How many nights to spend hiking the Overland Track is a common question.
Do you take five, six or seven nights to walk from Cradle Mountain to Lake St Clair?
What are the best number of days to hike the Overland Track?
Michael, one of our readers, sent the following email that highlights a common problem when planning the walk :
I realise you are not a travel agent but I wondered if you might be prepared to make a suggestion for me.
I am booking the final details for my solo overland hike in two weeks and the question relates to booking a bus from Lake St Clair to Hobart. Tassielink offer only an 8:00 PM departure bus on the Friday that I planned on arriving at the end of the hike. Every other day they offer a late morning option – including the following day.
If it were you, would you stay the extra night (making it 6 nights on the track) leaving Saturday morning or leave on the Friday at 8:00 PM night (5 nights on the track).
I realise there many factors to consider but all things being equal for yourself, I wondered what you might do knowing what you know now and if it were your first time on the overland hike?
We had a chat about Michael’s question and the reply is below.
What we are really interested in is your feedback. Many of you have hiked the Overland Track and used our eBook as a guide.
What advice do you have for Michael?
Frank & Sue’s response:
Ok, we are not travel agents but have grappled with this problem before.
First of all, we cannot for the life of us work out why they have changed the Friday night bus to 8pm at Lake St Clair. It means you get into Hobart about 10:30pm and then have to get to your accommodation.

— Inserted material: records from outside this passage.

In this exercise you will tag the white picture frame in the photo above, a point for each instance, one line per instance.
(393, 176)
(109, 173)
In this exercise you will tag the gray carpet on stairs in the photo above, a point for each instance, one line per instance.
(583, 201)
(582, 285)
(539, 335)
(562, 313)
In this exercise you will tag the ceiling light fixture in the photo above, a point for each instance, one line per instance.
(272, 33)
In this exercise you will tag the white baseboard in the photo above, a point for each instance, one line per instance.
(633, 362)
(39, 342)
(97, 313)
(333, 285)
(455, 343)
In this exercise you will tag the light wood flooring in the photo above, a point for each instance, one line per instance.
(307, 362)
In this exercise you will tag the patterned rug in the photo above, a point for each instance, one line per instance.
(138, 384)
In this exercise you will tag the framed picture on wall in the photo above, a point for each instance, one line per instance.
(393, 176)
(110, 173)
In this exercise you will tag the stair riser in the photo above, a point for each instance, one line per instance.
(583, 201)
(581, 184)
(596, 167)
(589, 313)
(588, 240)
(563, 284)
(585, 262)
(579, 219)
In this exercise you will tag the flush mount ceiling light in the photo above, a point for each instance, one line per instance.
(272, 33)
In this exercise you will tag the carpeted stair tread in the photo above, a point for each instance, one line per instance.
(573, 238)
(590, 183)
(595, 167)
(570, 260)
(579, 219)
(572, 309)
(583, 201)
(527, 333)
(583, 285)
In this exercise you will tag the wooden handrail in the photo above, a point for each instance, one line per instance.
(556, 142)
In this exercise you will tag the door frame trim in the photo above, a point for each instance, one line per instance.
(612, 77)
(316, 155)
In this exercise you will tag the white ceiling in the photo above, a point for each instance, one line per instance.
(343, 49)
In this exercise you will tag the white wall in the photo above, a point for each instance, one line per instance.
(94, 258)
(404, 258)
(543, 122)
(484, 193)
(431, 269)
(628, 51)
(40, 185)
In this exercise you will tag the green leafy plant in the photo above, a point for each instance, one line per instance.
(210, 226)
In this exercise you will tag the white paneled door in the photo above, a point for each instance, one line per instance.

We are pretty confident the booking system for the bus is very flexible. Check with the company, BUT, from memory, if you prebook and pay your ticket is basically transferable to a different date. So, for example, if you are booked and paid on the Friday bus and come out Saturday, your ticket should be valid. They do have a check list but don’t seem to wait for people to arrive. (bushwalkers are notoriously unreliable)
We would go for the 6 nights on the track. BUT, it really (REALLY) depends on what weather you have, how many side trips you take, what sort of a hurry you are in , what people you meet and your frame of mind…..
There is an interesting thing that happens down there, it is sort of a herd mentality (particularly among the young overseas backpacker fraternity) They get a sniff of beer and chips and tend to sprint the last couple of days with the people they have met along the way. Sometimes there can be groups of up to 10 of them who do a forced march towards the nearest pub! You need to be careful to avoid the herd or you may be swept up and popped out the end before your realise it!
We believe the Overland Track (and you) deserve the six nights. It takes the pressure off, means you can have a rest day or walk the length of Lake St Clair or just take your time and enjoy the environment. A side trip and night in Pine Valley also becomes an option.
I hope this has helped, as you say “there are many factors to consider”. Frank did it in 4 nights once and hated it, we both have done it in 5 several times and 6 or 7 a couple of times. The longer times were best!
Over to you dear readers, what advice do you have for Michael?
How many nights are best when walking the Overland Track?
Please leave us a comment below.
Addendum – Michael sent us another email in response:
I will see if I can find a bus company that leaves on the Saturday as Tassielink don’t have any buses on Saturday in their Winter timetable. They switch to their Winter timetable early April and massively lower their options. Here is the link to their winter timetable if you would like it for your readers
I will write something about my trip for your blog and take some photos. Meanwhile if you want to use me for a testimonial I would be most happy for you to do so. Feel free to use any photos off my website if that helps. I am telling everyone about your Ebook. “It is by far the best money I’ve spent since I took up hiking.” That’s the truth.